Peter a mis un certain temps avant de s’en remettre et de se fixer un nouvel objectif. Il voulait faire bouger les choses encore une fois, lancer un nouveau projet. À Innertkirchen im Haslital, le village où il a passé les 17 premières années de sa vie, il a trouvé un terrain près du centre. Avec son directeur des travaux de Meiringen, il a planifié et réalisé une nouvelle maison qu’il a lui-même imaginée. «Il a répondu à tous mes souhaits et à tous mes besoins, ce qui est loin d’être une évidence», souligne Peter. Son foyer devait être totalement accessible en fauteuil roulant, sans obstacles qui lui compliquent la vie.

Technologie moderne

Une grande salle de séjour lumineuse, aménagée avec goût, succède à une large entrée. «J’ai besoin de place pour naviguer», explique Peter Gilomen en riant.
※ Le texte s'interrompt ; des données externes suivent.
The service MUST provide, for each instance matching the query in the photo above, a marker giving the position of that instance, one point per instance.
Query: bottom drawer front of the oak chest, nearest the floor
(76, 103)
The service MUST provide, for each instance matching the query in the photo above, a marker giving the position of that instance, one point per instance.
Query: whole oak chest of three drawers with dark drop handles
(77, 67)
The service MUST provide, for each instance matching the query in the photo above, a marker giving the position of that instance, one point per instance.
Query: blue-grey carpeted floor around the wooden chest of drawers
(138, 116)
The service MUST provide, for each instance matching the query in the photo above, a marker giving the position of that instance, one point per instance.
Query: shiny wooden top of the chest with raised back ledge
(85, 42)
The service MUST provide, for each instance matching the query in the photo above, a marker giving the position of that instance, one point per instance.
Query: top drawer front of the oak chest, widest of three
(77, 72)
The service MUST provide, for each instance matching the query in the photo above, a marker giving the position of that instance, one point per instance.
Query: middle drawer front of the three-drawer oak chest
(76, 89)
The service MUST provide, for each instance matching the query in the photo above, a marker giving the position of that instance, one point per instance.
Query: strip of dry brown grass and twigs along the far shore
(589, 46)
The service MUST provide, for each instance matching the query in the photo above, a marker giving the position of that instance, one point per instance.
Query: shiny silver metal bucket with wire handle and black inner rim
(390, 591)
La cuisine adaptée, équipée des appareils les plus modernes, permet à ce passionné de cuisine de se concocter un menu à trois plats rien que pour lui. Le passage à la terrasse s’effectue sans seuil, grâce à des fenêtres coulissantes qu’il peut facilement actionner. Autour de la maison, des dalles de pierre, un jardin de rocaille, une platebande, une prairie de fleurs, mais pas de pelouse. «Je veux vivre ici le plus longtemps possible de manière autonome et avec le moins de tracas possible», dit-il. La maison comporte un étage supérieur, «mais je ne l’ai vu qu’en photo. Je n’en ai pas besoin et je ne voulais pas avoir à installer un ascenseur. Ceux qui vivront ici après moi pourront l’aménager à leur guise.» Tout y est, même le système photovoltaïque et la pompe à chaleur.
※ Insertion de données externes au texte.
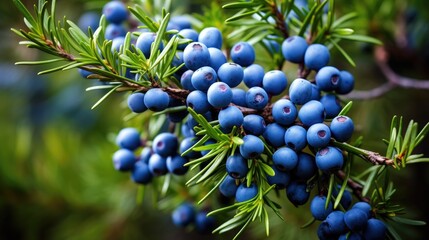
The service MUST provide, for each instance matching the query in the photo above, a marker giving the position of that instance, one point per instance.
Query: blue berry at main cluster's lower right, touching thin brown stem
(329, 159)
Le temps de la convivialité

Le Lucernois n’a pas eu à s’adapter à la vie dans la commune, il y connaît encore des gens et maîtrise le patois comme s’il n’en était jamais parti. «Dès que je franchis le Brünig, je passe au dialecte du Haslital», explique-t-il. Les gens ici sont ouverts, «et ils ont le temps. Quand je me balade avec le Swiss-Trac, il arrive qu’un agriculteur interrompe un instant son travail pour discuter avec moi.» Tout est plus tranquille ici, ce qui lui convient parfaitement. «J’ai besoin de plus de temps depuis que je prends de l’âge.»

Peter Gilomen s’est reconstruit une existence et se réjouit de continuer à aménager son nouveau chez-lui. Ce projet lui a redonné goût à la vie.